How Do Iranians Protest?
After the elections, as many as 2-3 million Iranians took to the streets in Tehran alone. When the regime censored the internet and removed foreign journalists, the activists used Twitter and Youtube to spread information. As the crowds mounted, Iran became a model for the use of technology in a modern revolution, a model that was used by Tunisia and Egypt at the beginning of 2011.
By the end of July, however, the government had forced many of the protesters underground. Soon after this, the Green Movement began to co-opt Iranian religious or political holidays, turning them into protest events. By 2010, this pattern had been very successful. Everyone following this story focused on February 11th, 2010, (22 Bahman in the Persian Calendar), the anniversary of the Iranian Revolution in 1979. Many predicted this would be the day that the Green Movement would triumph. It was not to be.
The government of Iran was prepared for the protest events. They censored the internet, cracked down on dissenters before the event, and cordoned off Tehran’s largest Square, Azadi (freedom) square, with security fences and a giant fence. The Green Movement’s protests were broken up before they had a chance to even start. (see our summary of 22 Bahman, 2010, here)
For much of the last year, protests have been more scattered, smaller, and more subdued. But the Green Movement still exists, under the surface, and many of its members and leaders have been inspired by Egypt and Tunisia. Since Egypt’s government was toppled, the opposition movement has been rekindled. There have been several larger-scale protests, and the tensions between the government of Iran and the opposition movement is growing more intense.

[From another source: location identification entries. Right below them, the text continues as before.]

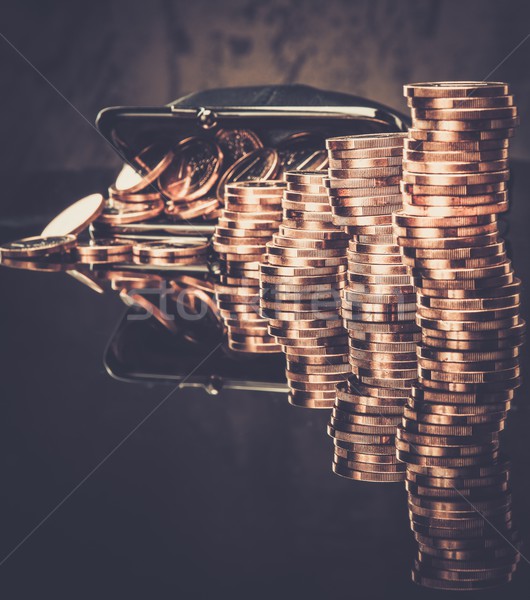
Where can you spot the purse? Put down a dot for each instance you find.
(292, 119)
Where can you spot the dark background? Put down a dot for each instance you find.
(212, 497)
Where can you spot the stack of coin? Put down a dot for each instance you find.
(378, 307)
(455, 174)
(252, 214)
(301, 278)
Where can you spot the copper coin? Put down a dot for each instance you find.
(366, 141)
(37, 246)
(262, 163)
(236, 143)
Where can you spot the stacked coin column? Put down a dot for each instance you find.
(378, 307)
(252, 214)
(455, 174)
(301, 279)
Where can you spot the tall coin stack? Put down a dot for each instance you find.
(455, 174)
(301, 279)
(252, 214)
(378, 307)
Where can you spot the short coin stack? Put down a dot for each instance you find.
(454, 184)
(252, 214)
(378, 307)
(301, 279)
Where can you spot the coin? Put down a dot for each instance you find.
(37, 246)
(455, 89)
(76, 217)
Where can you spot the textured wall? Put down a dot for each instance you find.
(130, 52)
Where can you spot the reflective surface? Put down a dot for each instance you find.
(195, 496)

How Can You Help the Iranians? By Getting Involved on Twitter, Facebook, and by Reading Blogs:
- Stay informed by following established blogs that follow Iranian news: Enduring America, Dissected News, Iran News Now, and the Tehran Bureau are three, but there are many others.

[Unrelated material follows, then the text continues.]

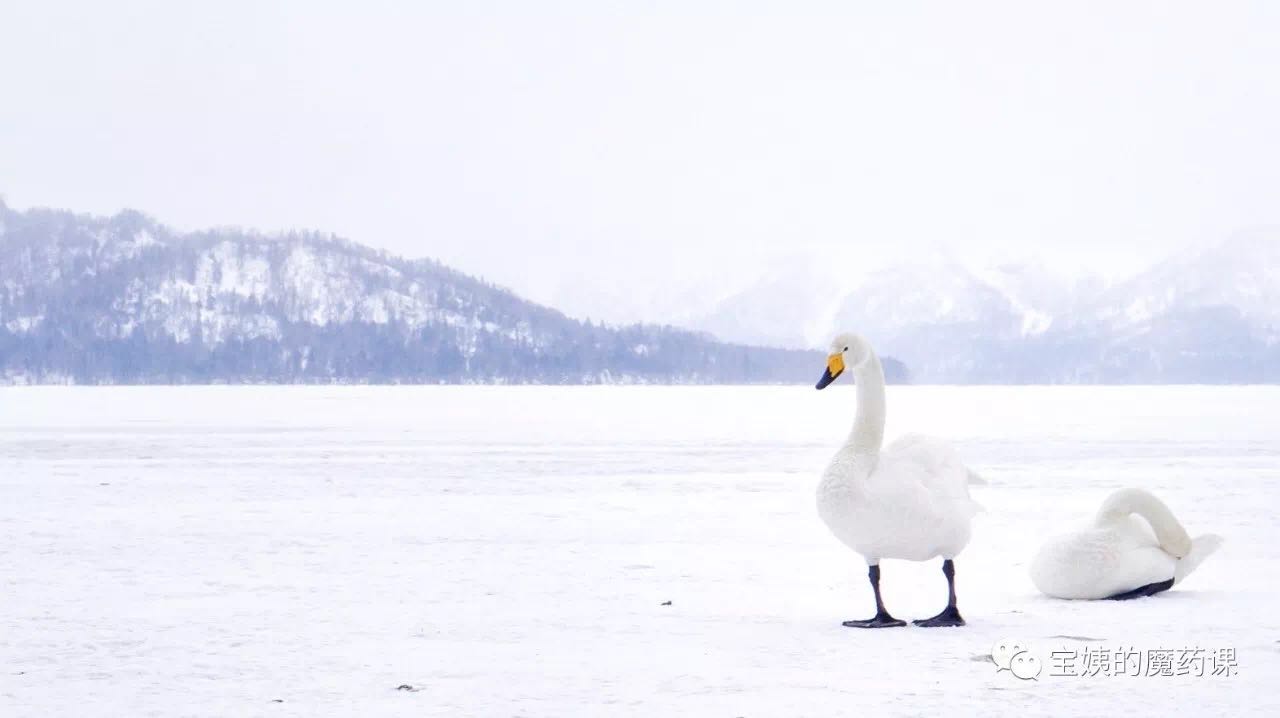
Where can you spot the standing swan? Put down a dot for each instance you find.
(1134, 548)
(906, 501)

- Follow Iranian news on Twitter. The accepted hashtag for post-election Iranian news is #iranelection. Not all information there is accurate, so beware of those trying to manipulate you.
- Follow Twitter’s Hyperactivist @Lissnup who published this article – Updated Cyberwar Guide for Social Networks.

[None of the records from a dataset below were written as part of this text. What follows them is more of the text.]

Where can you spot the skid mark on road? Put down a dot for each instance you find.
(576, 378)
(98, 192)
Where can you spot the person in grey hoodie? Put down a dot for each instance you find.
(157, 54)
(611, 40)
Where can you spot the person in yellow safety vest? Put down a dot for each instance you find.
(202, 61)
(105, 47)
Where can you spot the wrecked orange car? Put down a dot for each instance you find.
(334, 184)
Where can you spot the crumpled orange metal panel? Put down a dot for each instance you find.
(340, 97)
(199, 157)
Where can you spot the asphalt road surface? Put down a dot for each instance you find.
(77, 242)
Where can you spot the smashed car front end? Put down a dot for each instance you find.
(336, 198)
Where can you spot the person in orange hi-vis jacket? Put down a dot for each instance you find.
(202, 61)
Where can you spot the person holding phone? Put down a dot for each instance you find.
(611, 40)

- The main stream media (MSM) sometimes doesn’t do a good job following news from Iran. The best way to stay informed, spread information, and make the media pay attention, is to Tweet information coming out of Iran.
- The most important thing to remember is that there is plenty of disinformation on Twitter, but if you are careful you can filter it out easily.
- Only Re-Tweet (RT) information from trusted sources. How can you tell what is legitimate? Look for links to established websites, and Twitter users who seem to have a good amount of respect from other Twitter users. Most people on #iranelection have been doing this for a long time, so they know who to trust. Never trust new accounts with few followers. When in doubt, ask.
- THIS IS NOT A GAME. Viruses and misinformation get spread when people don’t follow these simple rules. People are dying and being imprisoned in Iran, so the least we can all do is to make sure that we spread the truth.
- Misinformation makes us all look bad, and the last thing Iranians need is less press coverage because of misinformation.
- See this article: 10 Practical Ideas for Supporting Protests
REMEMBER: All of us are citizen journalists. Follow these rules and you can become one too.